Cofidis and Sunwebe move up now and so to NTT. There's real panic in the bunch because the gap just isn't coming down. 22 seconds with 2.8km to go.
It's down to 21 seconds. 2.5km to go.
The World Champion comes to the front but even he caught cut the gap as we see Ewan out the back. I think he has a flat. Terrible luck for him and Lotto.
Sunweb hit the front in numbers and the gap is 12 seconds with 1.3km to go. What a finish.
8 seconds with 1km to.
Now it's 13 seconds with 900m.
He takes the final corner and gets out of the saddle.
400m to go for Jan Tratnik
They launch the sprint. 200m to go!
Caught.
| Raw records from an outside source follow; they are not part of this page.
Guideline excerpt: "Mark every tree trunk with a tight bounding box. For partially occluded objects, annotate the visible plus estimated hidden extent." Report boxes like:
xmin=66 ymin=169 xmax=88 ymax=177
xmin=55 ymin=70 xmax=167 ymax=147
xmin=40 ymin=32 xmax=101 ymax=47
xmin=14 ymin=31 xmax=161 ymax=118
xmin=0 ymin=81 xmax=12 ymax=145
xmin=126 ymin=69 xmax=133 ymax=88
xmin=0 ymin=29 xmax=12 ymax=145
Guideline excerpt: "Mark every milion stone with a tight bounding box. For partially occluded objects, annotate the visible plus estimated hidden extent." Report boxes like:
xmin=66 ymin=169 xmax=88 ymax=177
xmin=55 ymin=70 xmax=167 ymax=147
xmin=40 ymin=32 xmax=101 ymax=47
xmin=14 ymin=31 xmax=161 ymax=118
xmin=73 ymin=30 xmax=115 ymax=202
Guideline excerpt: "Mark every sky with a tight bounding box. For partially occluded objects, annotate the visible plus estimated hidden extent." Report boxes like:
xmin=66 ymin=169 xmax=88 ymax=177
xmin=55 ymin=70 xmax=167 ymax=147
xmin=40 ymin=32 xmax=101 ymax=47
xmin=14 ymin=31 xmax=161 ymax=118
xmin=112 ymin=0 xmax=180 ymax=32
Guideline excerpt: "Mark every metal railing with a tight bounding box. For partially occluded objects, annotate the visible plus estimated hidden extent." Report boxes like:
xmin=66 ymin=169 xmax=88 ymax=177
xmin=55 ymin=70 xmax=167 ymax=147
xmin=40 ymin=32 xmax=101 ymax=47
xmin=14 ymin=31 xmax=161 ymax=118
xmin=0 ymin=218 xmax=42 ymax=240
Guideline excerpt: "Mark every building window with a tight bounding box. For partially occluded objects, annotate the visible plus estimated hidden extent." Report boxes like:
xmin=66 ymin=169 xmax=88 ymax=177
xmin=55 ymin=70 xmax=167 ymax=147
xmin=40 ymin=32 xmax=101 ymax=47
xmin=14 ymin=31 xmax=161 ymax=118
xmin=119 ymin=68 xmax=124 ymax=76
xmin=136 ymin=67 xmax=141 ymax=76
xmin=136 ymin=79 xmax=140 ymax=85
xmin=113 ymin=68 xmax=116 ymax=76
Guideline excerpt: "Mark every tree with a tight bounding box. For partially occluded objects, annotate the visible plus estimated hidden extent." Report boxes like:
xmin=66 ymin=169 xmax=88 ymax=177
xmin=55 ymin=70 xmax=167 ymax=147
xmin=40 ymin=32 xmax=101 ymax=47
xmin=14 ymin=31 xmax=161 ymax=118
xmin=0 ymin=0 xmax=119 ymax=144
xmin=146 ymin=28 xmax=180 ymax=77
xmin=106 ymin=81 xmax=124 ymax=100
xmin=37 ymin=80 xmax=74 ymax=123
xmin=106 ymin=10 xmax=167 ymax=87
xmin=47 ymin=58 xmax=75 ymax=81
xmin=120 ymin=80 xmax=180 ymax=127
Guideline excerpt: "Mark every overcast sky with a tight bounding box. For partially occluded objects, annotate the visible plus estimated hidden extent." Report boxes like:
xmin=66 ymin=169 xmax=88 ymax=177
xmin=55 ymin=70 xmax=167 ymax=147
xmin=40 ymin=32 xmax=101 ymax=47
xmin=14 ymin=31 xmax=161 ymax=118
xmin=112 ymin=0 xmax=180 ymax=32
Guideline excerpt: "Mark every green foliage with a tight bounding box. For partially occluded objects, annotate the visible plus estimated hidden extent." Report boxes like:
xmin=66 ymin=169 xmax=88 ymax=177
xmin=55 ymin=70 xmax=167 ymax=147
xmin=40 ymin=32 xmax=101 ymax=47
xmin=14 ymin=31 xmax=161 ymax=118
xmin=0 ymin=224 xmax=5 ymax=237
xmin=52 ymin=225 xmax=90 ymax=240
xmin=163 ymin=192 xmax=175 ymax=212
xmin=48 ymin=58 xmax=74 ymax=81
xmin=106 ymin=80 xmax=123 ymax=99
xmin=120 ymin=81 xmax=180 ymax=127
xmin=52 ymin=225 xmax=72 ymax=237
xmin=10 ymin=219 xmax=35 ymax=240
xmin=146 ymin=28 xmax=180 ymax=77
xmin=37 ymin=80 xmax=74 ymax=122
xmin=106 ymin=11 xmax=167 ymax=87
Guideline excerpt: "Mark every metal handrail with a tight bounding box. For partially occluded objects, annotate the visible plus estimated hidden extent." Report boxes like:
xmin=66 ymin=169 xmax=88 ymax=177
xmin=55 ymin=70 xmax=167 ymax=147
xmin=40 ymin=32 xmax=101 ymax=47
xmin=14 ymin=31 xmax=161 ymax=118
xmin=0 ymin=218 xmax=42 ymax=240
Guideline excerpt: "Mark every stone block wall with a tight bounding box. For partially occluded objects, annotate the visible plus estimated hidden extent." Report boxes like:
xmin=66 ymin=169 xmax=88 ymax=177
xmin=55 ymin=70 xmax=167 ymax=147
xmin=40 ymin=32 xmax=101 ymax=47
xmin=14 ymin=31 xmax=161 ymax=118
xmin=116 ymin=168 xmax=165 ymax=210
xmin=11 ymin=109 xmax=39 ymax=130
Caught with less than 100m go.
Niccolò Bonifazio (Ita) Total Direct Energie takes the win.
He launched his sprint from way out and manages to finish well clear of the opposition. Cortina and Sagan were both up there but it's the Italian who takes an unlikely win. What a result for Direct Energie.
Nothing but heartbreak for Tratnik, who also took an incredible win for Bahrain McLaren. It looked like he would win until around 200m to go.
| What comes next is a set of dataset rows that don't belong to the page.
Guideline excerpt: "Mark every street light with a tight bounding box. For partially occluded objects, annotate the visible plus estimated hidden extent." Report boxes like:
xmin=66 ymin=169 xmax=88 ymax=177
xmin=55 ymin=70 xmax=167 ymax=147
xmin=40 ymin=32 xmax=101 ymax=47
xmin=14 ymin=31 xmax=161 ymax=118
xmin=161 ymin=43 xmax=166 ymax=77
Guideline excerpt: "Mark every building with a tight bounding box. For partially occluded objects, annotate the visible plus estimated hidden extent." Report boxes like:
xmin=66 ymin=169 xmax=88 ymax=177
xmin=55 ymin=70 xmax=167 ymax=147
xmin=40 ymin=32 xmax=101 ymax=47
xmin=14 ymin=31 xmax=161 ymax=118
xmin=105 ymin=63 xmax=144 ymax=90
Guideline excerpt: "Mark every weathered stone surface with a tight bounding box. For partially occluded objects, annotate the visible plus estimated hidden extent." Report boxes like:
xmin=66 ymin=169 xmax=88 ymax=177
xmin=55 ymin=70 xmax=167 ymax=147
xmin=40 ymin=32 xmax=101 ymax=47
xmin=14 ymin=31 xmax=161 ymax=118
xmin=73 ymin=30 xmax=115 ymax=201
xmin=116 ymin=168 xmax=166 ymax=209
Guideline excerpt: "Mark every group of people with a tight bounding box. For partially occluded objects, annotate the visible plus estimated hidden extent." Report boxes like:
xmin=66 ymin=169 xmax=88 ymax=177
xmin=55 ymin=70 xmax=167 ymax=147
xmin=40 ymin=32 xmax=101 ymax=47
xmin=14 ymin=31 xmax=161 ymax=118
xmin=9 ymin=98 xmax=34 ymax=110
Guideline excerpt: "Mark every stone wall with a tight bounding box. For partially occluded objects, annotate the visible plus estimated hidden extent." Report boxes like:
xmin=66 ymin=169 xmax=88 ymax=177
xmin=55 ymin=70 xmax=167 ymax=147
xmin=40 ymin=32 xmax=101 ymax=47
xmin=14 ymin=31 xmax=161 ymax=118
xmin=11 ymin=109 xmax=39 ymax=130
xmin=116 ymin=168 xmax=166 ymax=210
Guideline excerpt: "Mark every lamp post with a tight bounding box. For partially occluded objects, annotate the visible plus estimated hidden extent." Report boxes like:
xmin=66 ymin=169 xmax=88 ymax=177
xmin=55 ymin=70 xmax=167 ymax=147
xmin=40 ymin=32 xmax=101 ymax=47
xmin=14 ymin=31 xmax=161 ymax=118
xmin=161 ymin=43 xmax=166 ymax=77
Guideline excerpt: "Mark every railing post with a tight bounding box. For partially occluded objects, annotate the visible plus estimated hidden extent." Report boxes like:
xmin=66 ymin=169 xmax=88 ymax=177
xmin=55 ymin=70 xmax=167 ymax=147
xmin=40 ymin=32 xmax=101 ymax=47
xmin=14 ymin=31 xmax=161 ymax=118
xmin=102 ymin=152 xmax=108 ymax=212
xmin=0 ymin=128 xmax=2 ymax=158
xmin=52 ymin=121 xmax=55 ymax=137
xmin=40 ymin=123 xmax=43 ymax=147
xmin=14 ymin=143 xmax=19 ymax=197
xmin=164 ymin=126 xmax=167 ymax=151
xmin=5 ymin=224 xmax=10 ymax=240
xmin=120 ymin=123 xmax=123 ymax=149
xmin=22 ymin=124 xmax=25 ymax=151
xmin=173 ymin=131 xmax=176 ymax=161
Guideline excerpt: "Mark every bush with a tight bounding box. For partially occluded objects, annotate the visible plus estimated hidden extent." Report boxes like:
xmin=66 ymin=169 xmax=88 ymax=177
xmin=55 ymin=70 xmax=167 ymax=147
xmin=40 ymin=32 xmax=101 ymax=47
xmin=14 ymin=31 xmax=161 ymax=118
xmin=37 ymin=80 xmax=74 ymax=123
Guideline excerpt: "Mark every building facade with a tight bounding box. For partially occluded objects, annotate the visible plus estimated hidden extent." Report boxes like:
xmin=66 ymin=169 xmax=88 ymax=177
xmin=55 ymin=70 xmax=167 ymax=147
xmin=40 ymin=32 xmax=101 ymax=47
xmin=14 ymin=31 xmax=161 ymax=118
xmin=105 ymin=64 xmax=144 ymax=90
Here are the results from the stage.
1 Niccolo Bonifazio (Ita) Total-Direct Energie 05:18:02
2 Ivan Garcia Cortina (Spa) Bahrain-McLaren
3 Peter Sagan (Svk) Bora-Hansgrohe
4 Nacer Bouhanni (Fra) Team Arkea-Samsic
5 Hugo Hofstetter (Fra) Israel Start-Up Nation
6 Andrea Pasqualon (Ita) Circus-Wanty Gobert
7 John Degenkolb (Ger) Lotto Soudal
8 Elia Viviani (Ita) Cofidis
9 Bryan Coquard (Fra) B&B Hotels-Vital Concept
10 Marc Sarreau (Fra) Groupama-FDJ
An the GC
1 Maximilian Schachmann (Ger) Bora-Hansgrohe 18:49:00
2 Søren Kragh Andersen (Den) Team Sunweb 00:00:58
3 Felix Grossschartner (Aut) Bora-Hansgrohe 00:01:01
4 Nils Politt (Ger) Israel Start-Up Nation 00:01:05
5 Sergio Andres Higuita Garcia (Col) EF Pro Cycling 00:01:06
6 Dylan Teuns (Bel) Bahrain McLaren 00:01:09
7 Tiesj Benoot (Bel) Team Sunweb 00:01:11
8 Mads Schmidt Würtz (Den) Israel Start-Up Nation
9 Giacomo Nizzolo (Ita) NTT Pro Cycling 00:01:15
10 Michael Matthews (Aus) Team Sunweb 00:01:16
Here's our stage winner:
"Things are difficult in Italy at the moment, my family have to stay inside, they can’t go out. For the team it's an important day because Paris-Nice is a big race and goal for the season. I've worked well this winter but I've only done eight races and so I was lacking race rhythm in the opening stages. Today I felt good and made sure I was well placed in the final kilometres and then did my sprint and won. This is a little gift for the people at home.""I did a lot of work for Milan-San Remo but that's been cancelled. But I'd noted this stage as one for me and after suffering early on, I managed to produce a good sprint and win.